In reality, however, all of us are involved in multiple negotiation processes every day. For example, when you want steak but your spouse wants lasagna, you may banter back and forth about why one is better than the other. In the end, however, you end up going to a place that offers a bit of both. In that instance, you may not have thought of yourself as negotiating, but that's really what it was. Negotiation is so common in day-to-day life that you must master the skills of great negotiators to become a Master Persuader.

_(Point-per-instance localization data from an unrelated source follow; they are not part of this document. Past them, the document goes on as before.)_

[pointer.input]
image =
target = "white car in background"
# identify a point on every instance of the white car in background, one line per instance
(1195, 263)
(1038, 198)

Negative Associations with Negotiation
While persuasion is what most of us are striving for, cooperative negotiation can yield win-win situations and should not be overlooked. In the previous example in which the spouses were trying to agree on dinner, both parties win because they end up going to a place that offers both of their dining preferences. Neither party has to compromise; both parties get what they want. When discussing negotiation in training seminars, I ask the audience what their perceptions of negotiation are. I commonly hear things like "two parties ready to fight," "frustration," "manipulation," "long hours," "deceit" and the list goes on and on. Despite what my audience members might suggest, there are only four true outcomes to negotiation: win-win, no deal, lose-lose or win-lose. The problem is that too often we get stuck in the mindset that negotiation is a game like football. That is, we think there has to be a clear-cut winner and loser. That mentality, however, does not reflect real negotiation. The truth is, everyone can win in a negotiation setting. If we want to use a sports analogy, a better one would be tandem parachuting. Tandem parachuting is where two people jump together, sharing the same parachute. In this sport, like in negotiation, you are in it together, you work together, and when you land safely, everybody wins. If you don't, everyone loses!

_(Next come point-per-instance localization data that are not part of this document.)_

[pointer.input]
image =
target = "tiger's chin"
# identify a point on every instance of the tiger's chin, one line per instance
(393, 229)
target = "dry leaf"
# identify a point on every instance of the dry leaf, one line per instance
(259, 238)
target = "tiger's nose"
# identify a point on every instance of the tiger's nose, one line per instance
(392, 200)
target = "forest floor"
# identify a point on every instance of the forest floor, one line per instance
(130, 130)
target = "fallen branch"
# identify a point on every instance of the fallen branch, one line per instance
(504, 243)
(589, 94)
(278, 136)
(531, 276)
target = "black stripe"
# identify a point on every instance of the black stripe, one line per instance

Stephen Covey, author of the best-selling book The 7 Habits of Highly Effective People, is a big advocate of either going for the win-win situation or not going for it at all. If you think about it, if it turned out any other way in your own negotiations, would your prospects ever want to do business with you again? Would they recommend you to their friends? Aside from that, it would simply be wrong and any possible short-term gains would not be worth the damage to your reputation and future business.